Yesterday, I heard a discussion on NPR with a member of our state’s (Wisconsin) legislature discussing why he expects legislation to end same-day voter registration to be passed in the next session. While I have been somewhat ambivalent about Voter ID, I have no question about the great value to our state of same day voter registration. Why? It’s because I am an experienced chief poll inspector, and my experience leads me to not trust state poll lists. My opposition is closer to libertarian than liberal. Let me explain.
First of all, my experience. I’m a chief poll inspector at a large polling place with three wards in the City of Waukesha and have served since 2008. We have around 3000 registered voters in our poll books. At a general election, we employ about 11 poll workers in addition to myself. I know from experience what I am talking about when I speak of who is coming to register and for what reasons on the same day.
The stereotype I hear from pundits opposed to same-day registration is that those coming to register are “lazy” (as if that’s a disqualification for voting) and are not performing their civic duty by registering at city hall within the specified dates. While there are no doubt some people who fit this description, same-day registration is not primarily designed to cater to these needs. It’s designed to make sure that everyone who is qualified to vote on election day gets to do so, even if the government has messed up.

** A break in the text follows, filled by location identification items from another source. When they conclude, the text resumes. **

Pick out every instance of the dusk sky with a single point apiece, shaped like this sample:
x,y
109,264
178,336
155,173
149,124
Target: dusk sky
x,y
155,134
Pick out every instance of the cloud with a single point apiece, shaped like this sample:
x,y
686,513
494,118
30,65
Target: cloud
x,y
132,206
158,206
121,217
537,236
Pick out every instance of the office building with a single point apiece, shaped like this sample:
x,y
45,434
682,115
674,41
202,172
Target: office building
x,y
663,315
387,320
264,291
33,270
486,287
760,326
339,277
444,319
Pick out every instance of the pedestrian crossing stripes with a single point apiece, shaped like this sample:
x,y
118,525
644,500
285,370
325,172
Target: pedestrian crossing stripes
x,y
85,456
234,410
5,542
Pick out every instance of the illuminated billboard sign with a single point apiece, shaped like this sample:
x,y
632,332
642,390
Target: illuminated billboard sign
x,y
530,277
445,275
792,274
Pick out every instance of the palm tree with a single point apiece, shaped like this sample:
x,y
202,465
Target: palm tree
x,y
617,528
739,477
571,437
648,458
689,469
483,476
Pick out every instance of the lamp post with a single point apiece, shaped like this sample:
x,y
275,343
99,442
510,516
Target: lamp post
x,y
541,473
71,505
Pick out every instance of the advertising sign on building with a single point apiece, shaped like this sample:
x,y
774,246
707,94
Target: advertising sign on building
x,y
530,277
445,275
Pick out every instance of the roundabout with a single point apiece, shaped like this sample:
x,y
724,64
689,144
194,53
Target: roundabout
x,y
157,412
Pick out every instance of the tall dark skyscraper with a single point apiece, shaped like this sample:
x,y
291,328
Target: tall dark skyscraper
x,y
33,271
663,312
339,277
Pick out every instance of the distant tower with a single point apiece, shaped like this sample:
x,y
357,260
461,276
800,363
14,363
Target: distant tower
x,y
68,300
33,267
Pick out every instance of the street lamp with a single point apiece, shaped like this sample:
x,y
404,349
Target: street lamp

Time after time, election after election, there are database problems. I’m not pointing fingers here - voting databases are large and unwieldy and constantly changing. No matter how good the software is, there is always going to be error from input and from problems matching data. In addition, there has been redistricting, which plunged our wards into chaos for two elections. On top of that, there are periodic purges of the state database for various reasons, some administrative, some of apparent political motivation. What this means is that people who registered years ago at city hall, have not moved or changed their name, and voted at the last general election were not in the poll books in November. They were not lazy nor at fault in any way. They were victims of administrative errors or intentional purging. Same-day registration allows us at the polls to deal with issues like these immediately. It is simply not tenable to tell someone who has the right to vote, "I'm sorry, you can't vote today even though you are qualified because someone made a database error." Currently, If they are not in the system, we can re-register then and they show up in the books at the next election.
I have heard people argue that we should just allow people who don’t show up in the books to cast provisional ballots, which would need to be verified with proof of residency at city hall within seven days of the election. But if those that advocate for this are claiming that same-day registration causes delay and difficulty at the polls, just wait until we have to deal with hundreds of provisional ballots. They require multiple inspectors, sealed envelopes, signed ballots that violate voter confidentiality, and a host of other problems. In addition, it could create a huge amount of uncertainty on election night when you have thousands of statewide ballots that may or may not count for up to seven days after the election. That many provisional ballots would create a workload for understaffed local clerks that would be overwhelming in the week following the election, especially if recounts occur. With same-day registration, clerks have until the next election to get the new registrants sorted out and into the database.
Same day registration is simpler, more cost-effective, and avoids the spectacle of people being turned away at the polls by inspectors who are not professionals. Voter fraud is simply not a significant problem. Someone attempting to vote multiple times through same-day registration would be caught by matching of ID or SS# during later reconciliation and forwarded to the District Attorney.
Those who are currently advocating repeal of same-day registration are putting a huge amount of trust in government and their information technology systems. It’s a strange thing to hear people who usually advocate for “small government” to be saying that we need to put our trust of one of our most sacred rights in the hands of a centralized, automated bureaucracy and remove the most flexible, local way to deal with governmental errors. The result of this legislation would do nothing to increase the reliability of our elections, but would ensure that people who are qualified to vote are turned away on election day due to no real fault of their own. Legislators - how would you like the press of an 80 year old Waukesha grandmother turned away from voting due to a law you passed? It is for this reason that I hope that any such legislation will never see the light of day.